In these particular Japanese benchmarks, we can see that Llama 4 Scout is able to match Llama 3.3 70B and get within margin-of-error of Llama 3.1 405B. While not explicitly mentioned as supported, it’s clear that Llama 4’s native Japanese capabilities are an upgrade from Llama 3.

That being said, not only do Gemma 3 27B and Mistral Small 3.1 beat Llama 4 Scout, but also several smaller models as well. You can see that our shisa-v2 preview model performs quite well and is able to greatly improve on Llama 3.1 8B’s native performance. (It’s worth noting that we do not explicitly use any Shaberi benchmark specific training in our shisa-v2 training datasets, so we believe that our score results are a fair reflection of improved Japanese language proficiency.)

What we are seeing is that now in 2025, smaller models have a good level of Japanese proficiency, which is very different from the landscape even just one year ago.

That being said, these tests aren’t the end-all be-all of Japanese language proficiency and over the past few months, we’ve developed three new evals to test specific use cases: Japanese role-playing and character personas, Japanese/English translations, and Japanese instruction following. The latter especially is quite challenging and even the best frontier models do not come close to saturating this eval.
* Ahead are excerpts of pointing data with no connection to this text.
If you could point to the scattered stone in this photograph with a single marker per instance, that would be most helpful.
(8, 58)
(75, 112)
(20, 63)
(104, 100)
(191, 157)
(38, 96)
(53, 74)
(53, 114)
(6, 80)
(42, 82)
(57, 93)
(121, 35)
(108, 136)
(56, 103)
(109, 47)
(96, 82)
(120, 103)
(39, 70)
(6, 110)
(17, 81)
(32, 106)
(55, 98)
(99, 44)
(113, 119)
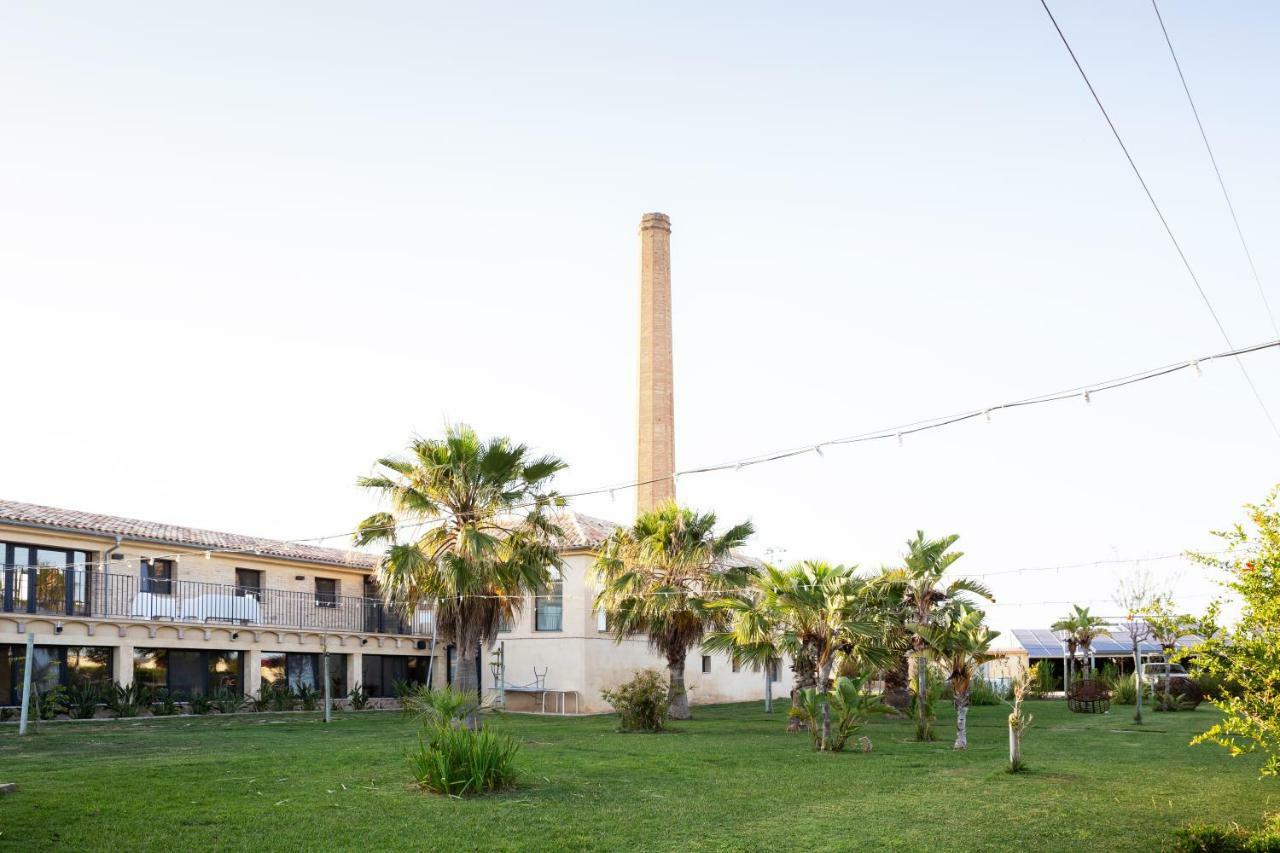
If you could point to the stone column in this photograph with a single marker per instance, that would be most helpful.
(355, 669)
(122, 664)
(657, 411)
(252, 671)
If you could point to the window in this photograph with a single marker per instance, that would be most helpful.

We’ve been using these evals for internal model development and plan on open sourcing these soon for the benefit of the Japanese LLM community when they are fully baked. For now, here’s a preview of the scores for two of these tests:

Model Name	shisa-jp-rp-bench	shisa-jp-ifeval
gpt-4.5-preview-2025-02-27	4.76	0.640
openrouter/quasar-alpha	4.76	0.720
deepseek-ai/DeepSeek-V3-0324	4.73	0.593
gpt-4o-2024-11-20	4.71	0.533
gemini-2.0-flash	4.70	0.513
meta-llama/Llama-4-Maverick-17B-128E-Instruct-FP8	4.70	0.533
google/gemma-3-27b-it	4.67	0.567
shisa-ai/shisa-v2-llama-3.1-8b-preview	4.66	0.253
meta-llama/Llama-3.3-70B-Instruct	4.65	0.347
google/gemma-3-12b-it	4.64	0.347
meta-llama/Llama-3.1-405B-Instruct-FP8	4.63	0.447
mistralai/Mistral-Small-24B-Instruct-2501	4.55	0.387
meta-llama/Llama-4-Scout-17B-16E-Instruct	4.55	0.380
microsoft/phi-4	4.55	0.353
meta-llama/Llama-3.1-8B-Instruct	4.13	0.160

While the rankings are broadly similar, we believe that having more challenging, non-saturated evals are required to more accurately assess and improve Japanese language capabilities. Keep an eye out for more releases/publications from us very soon!